The current real-world evidence on trilaciclib should be interpreted in the context of the limitations of existing studies, with the most important ones being lack of comparative effectiveness studies and small sample size. Of all three identified real-world trilaciclib studies, two were single-arm studies with only trilaciclib-treated patients [
34,
35]. Even though the Integra Connect study reported outcomes of both trilaciclib- and non-trilaciclib-treated patients [
37], it did not perform a formal comparison between the two groups possibly because of the small sample size of trilaciclib-treated patients (
n = 21). Small sample size is a common limitation in all trilaciclib studies, which is not surprising as a result of the recent approval of trilaciclib. These limitations pointed out important gaps in the real-world evidence on trilaciclib, which can be potentially addressed by future studies.

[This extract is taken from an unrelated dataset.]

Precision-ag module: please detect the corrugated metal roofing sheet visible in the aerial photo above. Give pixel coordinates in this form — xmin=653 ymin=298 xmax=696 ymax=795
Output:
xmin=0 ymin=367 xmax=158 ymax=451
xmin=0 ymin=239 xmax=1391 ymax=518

Comparative effectiveness studies with a comparable non-trilaciclib cohort and adjustment for confounding factors will provide more robust evidence on the real-world effectiveness of trilaciclib and should be included in the agenda for future studies. In addition, it is also recommended to increase the sample size in future studies and further evaluate the outcomes in subgroups. Moreover, with a larger sample size and longer follow-up time, future real-world studies may include additional outcomes, such as progression-free survival and overall survival as well as safety outcomes.

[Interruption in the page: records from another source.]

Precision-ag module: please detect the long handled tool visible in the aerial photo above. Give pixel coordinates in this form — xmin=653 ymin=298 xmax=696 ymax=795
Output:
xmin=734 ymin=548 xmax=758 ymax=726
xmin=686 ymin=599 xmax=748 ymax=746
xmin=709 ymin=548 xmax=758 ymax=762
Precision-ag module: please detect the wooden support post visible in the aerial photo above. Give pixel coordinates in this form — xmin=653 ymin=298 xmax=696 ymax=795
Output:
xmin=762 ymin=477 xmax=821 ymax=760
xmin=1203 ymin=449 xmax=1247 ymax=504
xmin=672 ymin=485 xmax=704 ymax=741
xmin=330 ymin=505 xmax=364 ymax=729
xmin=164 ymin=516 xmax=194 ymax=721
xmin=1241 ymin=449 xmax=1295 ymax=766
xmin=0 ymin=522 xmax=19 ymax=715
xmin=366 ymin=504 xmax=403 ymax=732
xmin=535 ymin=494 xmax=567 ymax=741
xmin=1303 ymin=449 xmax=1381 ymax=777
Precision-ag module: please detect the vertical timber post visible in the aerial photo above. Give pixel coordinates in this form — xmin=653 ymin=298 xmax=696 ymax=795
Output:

The current literature review provides timely real-world evidence on trilaciclib to support treatment decision-making. To comprehensively synthesize the existing evidence, great effort was devoted to identifying the studies that are not in the public domain. In addition, to facilitate the interpretation of the results for trilaciclib-treated patients, comparable non-trilaciclib cohorts were also identified and summarized in the current review. The findings support the benefits of trilaciclib that have been demonstrated in the clinical trials. The effect of trilaciclib on reducing grade ≥ 3 myelosuppressive HAEs as well as dose reduction and treatment delay may potentially translate into better clinical outcomes and QoL among patients with ES-SCLC. Trilaciclib may be particularly beneficial to patients who suffer from myelosuppressive HAEs in all three lineages. Moreover, potential reduction in cytopenia-related healthcare utilization and hospitalizations may alleviate overall burden of ES-SCLC on healthcare systems. The impact of trilaciclib on ES-SCLC management may be even greater in the context of the COVID-19 pandemic. Patients with cancer are at higher risk than those without cancer of being infected with COVID-19 and suffering from serious complications [
41]. In addition, COVID-19 has exacerbated constraints in healthcare resources [
41]. Reduction in blood donation due to social isolation and fear of COVID-19 infection has led to limited blood supplies for patients with severe myelosuppressive HAEs who need transfusion. Concerns over hospitalization may direct physicians to use “safer” cancer treatments that are less effective. Trilaciclib may reduce patients’ susceptibility to viral infection and alleviate the concerns over limited resources by reducing the need for blood transfusions and hospitalization related to CIM in patients with ES-SCLC.